Cataleya’s version of knocking
COLOMBIANA makes a kickass showcase for the physical fitness and screen presence of slim siren Zoe Saldana, and displays commensurate panache in the action direction from Robert Megaton (surely a fitting name for a cinema combat wrangler). Since the script’s situations and dialogue don’t elevate the absurdity of the story, it’s The Look that counts in this 2011 pulper, another nihilism exercise in body counts from the Highly Unlikely school.
As a child in Bogota, ‘Cateleya’ witnesses her family murdered by drug dealers. She escapes (in a dizzying sequence) and grows up into a super-trained contract killer (Saldana) who –what else?–Vows Revenge. That gets dished out in a series of slick, amusing if ridiculous payback scenes that lose acceptance-pressure at about the halfway point through the 108 minutes.

Cataleya ponders what the diablo it all means
Cinematography is aced (Romain Lacourbas), Zoe basically looks to kill for, and the girl-power theme pulled in $61,000,000 against a laydown of $35,000,000, with a sequel in the works. Not strong on rational analysis, but who tunes into this stuff for smarts? You watch to see sex-sizzler Saldana slaughter scumbags. Mission accomplished.
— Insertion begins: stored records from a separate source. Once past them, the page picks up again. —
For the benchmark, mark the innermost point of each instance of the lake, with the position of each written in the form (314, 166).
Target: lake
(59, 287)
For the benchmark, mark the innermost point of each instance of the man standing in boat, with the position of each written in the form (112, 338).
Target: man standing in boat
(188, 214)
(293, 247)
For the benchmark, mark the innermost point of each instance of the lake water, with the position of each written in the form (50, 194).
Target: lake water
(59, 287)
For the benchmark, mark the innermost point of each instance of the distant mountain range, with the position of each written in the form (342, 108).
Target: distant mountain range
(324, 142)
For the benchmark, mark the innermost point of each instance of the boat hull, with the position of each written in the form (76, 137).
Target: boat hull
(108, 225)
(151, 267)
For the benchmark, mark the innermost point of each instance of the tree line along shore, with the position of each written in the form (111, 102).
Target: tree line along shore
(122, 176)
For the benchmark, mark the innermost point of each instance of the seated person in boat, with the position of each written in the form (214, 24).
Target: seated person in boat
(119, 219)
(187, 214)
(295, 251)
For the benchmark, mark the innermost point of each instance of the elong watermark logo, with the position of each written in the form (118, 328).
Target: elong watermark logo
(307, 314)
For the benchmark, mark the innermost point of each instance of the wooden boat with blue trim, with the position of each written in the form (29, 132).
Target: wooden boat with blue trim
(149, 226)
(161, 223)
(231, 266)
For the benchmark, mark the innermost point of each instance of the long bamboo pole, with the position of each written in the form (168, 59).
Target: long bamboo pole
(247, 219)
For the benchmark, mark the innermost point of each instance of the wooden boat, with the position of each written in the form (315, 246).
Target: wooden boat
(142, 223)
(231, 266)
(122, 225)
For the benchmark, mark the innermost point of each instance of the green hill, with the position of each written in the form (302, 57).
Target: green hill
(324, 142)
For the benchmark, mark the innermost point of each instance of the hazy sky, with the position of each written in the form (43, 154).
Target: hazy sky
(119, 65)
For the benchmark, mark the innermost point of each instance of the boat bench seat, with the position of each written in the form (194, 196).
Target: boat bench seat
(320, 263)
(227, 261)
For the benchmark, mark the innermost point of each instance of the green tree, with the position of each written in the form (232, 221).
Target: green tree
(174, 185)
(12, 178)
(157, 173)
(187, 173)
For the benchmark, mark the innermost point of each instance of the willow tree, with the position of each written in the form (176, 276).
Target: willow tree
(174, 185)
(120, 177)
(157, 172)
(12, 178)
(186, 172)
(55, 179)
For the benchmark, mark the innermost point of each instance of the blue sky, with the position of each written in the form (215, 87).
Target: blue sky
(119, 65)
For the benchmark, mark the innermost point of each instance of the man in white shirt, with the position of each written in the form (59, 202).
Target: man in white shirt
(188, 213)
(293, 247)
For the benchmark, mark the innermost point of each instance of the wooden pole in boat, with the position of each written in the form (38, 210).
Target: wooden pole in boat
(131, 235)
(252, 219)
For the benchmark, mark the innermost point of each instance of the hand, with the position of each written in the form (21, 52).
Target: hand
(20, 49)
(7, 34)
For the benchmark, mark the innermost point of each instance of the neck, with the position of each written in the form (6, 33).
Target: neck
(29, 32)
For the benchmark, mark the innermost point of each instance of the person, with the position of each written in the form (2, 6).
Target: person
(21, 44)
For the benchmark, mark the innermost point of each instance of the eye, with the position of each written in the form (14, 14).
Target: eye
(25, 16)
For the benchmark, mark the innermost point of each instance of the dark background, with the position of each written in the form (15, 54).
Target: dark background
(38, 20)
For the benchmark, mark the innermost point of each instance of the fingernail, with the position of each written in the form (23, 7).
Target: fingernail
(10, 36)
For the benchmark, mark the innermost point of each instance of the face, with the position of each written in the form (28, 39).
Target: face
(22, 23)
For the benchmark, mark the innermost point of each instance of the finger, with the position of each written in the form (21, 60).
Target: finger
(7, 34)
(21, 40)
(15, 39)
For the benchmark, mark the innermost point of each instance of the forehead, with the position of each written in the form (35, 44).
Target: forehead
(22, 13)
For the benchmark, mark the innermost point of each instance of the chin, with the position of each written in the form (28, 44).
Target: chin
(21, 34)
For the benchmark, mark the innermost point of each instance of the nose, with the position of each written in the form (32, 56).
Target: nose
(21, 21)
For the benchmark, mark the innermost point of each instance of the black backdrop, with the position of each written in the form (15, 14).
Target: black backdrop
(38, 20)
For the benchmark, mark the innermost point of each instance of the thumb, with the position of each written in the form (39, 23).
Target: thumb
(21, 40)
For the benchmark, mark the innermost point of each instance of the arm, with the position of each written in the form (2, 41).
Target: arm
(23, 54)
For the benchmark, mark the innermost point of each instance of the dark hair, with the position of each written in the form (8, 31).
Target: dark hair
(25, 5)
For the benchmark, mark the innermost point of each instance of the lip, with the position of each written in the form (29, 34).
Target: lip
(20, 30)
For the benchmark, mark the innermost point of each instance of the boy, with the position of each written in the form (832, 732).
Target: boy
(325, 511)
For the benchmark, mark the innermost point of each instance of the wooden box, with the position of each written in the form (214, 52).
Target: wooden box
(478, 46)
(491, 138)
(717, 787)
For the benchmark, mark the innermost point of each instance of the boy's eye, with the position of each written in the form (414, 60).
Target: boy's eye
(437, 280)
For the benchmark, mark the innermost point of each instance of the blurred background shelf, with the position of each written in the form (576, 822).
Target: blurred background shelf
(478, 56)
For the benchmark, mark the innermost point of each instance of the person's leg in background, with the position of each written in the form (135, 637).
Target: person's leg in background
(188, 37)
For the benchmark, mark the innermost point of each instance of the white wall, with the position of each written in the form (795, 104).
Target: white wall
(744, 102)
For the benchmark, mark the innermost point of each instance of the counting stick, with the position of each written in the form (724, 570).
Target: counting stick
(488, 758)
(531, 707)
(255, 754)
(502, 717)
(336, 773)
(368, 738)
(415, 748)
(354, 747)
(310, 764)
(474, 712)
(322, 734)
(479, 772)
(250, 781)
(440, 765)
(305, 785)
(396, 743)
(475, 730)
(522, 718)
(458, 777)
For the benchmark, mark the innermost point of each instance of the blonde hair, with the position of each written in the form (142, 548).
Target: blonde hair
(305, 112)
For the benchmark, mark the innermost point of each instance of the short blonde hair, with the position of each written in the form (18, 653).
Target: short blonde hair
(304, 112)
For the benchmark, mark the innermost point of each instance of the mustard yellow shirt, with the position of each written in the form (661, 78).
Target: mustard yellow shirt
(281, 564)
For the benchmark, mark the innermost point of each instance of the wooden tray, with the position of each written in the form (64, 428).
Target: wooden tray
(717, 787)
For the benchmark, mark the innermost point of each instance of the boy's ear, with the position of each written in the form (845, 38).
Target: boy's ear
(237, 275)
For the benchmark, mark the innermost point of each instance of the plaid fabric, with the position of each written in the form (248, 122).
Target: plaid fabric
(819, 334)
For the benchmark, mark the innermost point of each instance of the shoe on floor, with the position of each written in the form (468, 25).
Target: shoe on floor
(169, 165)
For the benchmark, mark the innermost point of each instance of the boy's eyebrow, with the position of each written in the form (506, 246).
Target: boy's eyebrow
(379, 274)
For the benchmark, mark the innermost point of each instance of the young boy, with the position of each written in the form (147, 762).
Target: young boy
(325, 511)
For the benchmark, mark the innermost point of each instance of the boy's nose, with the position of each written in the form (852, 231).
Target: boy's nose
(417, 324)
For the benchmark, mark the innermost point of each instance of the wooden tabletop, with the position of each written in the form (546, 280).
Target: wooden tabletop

Cataleya deserves a boy break
With Michael Vartan, Jordi Molla, Cliff Curtis, Lennie James and a bunch of guys who get wasted (via sharks, even) by our lean-muscled heroine. Producer & co-writer Luc Besson has a securely established thing for hot chicks who can out-kick, out-shoot and out-last, since he preceded this vengeance vixen with Le Femme Nikita (Annie Parillaud), Leon (Natalie Portman), The Fifth Element (Milla Jovovich) and Bandidas (Salma Hayek & Penelope Cruz). He followed this with Lucy (Scarlett Johansson). He really needs to make at least one movie about a serene grandmother who hums ‘Greensleeves’ while feeding deer.